The patients’ tumor genotypes were classified as RAS/BRAF wt (n = 125), RAS mt (n = 87), and BRAF mt (n = 14) (Table 1). The number of patients with HMCC in each genotype was 22 (17.6%), 30 (34.5%), and 14 (100%), respectively. As regards the RAS/BRAF wt genotype, the HMCC group had significantly higher proportions of tumors with deficient MMR and PTEN-negative than the LMCC group. Furthermore, PIK3CA mt tended to be more common in the HMCC than in the LMCC group, although the difference was not significant. In the RAS mt genotype, no significant difference in patient background was observed between the HMCC and LMCC groups. All tumors with BRAF mt were classified as HMCC. Regardless of the genotypes of RAS and BRAF, CIMP-positive significantly overlapped with HMCC and most of the former was included in the latter.

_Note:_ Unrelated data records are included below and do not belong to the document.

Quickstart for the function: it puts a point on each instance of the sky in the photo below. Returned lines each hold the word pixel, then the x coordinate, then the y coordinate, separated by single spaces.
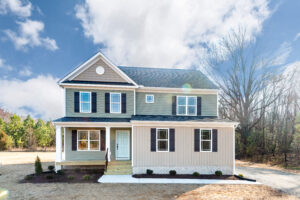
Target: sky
pixel 41 41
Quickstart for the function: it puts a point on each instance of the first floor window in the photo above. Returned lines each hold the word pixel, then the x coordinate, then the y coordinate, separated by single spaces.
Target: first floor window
pixel 149 98
pixel 88 140
pixel 186 105
pixel 115 102
pixel 162 139
pixel 85 102
pixel 205 140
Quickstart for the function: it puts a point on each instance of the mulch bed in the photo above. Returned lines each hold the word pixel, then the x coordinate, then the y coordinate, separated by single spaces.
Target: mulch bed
pixel 67 176
pixel 187 176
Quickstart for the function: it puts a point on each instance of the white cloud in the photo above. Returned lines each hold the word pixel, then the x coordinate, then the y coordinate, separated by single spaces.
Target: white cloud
pixel 17 7
pixel 4 66
pixel 39 96
pixel 29 35
pixel 25 72
pixel 166 33
pixel 281 55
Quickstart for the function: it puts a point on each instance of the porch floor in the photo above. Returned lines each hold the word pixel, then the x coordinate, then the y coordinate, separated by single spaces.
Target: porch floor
pixel 80 162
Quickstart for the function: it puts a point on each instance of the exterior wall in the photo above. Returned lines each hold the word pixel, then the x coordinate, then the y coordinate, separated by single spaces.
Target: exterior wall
pixel 100 104
pixel 80 155
pixel 91 75
pixel 163 104
pixel 184 160
pixel 91 155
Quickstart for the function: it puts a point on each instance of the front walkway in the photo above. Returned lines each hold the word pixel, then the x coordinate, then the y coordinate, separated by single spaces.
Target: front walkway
pixel 130 179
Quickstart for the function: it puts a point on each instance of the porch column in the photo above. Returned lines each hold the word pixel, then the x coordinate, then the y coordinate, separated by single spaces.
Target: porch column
pixel 58 147
pixel 107 142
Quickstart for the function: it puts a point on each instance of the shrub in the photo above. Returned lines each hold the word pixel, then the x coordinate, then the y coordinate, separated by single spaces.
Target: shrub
pixel 51 168
pixel 172 172
pixel 38 166
pixel 196 174
pixel 49 177
pixel 28 177
pixel 60 172
pixel 86 177
pixel 218 173
pixel 149 172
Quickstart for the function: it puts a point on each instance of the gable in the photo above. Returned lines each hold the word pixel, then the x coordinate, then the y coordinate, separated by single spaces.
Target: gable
pixel 90 74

OS of the HMCC was shorter than that of the LMCC in the RAS/BRAF wt group
First, OS was compared in each RAS/BRAF genotype and GWMS (Fig. 2). The OS of the RAS/BRAF wt group was significantly longer than that of the RAS mt group (42.1 months vs. 28.1 months; P = 0.0004) and BRAF mt group (42.1 months vs. 16.7 months; P = 0.0001) (Fig. 2a). The OS of the RAS mt group was numerically longer than that of the BRAF mt group, but it was not statistically significant (P = 0.08). As for GWMS, the OS of the HMCC group was significantly shorter than that of the LMCC group (median, 25.1 months vs. 40.1 months; P = 0.0001) (Fig. 2b).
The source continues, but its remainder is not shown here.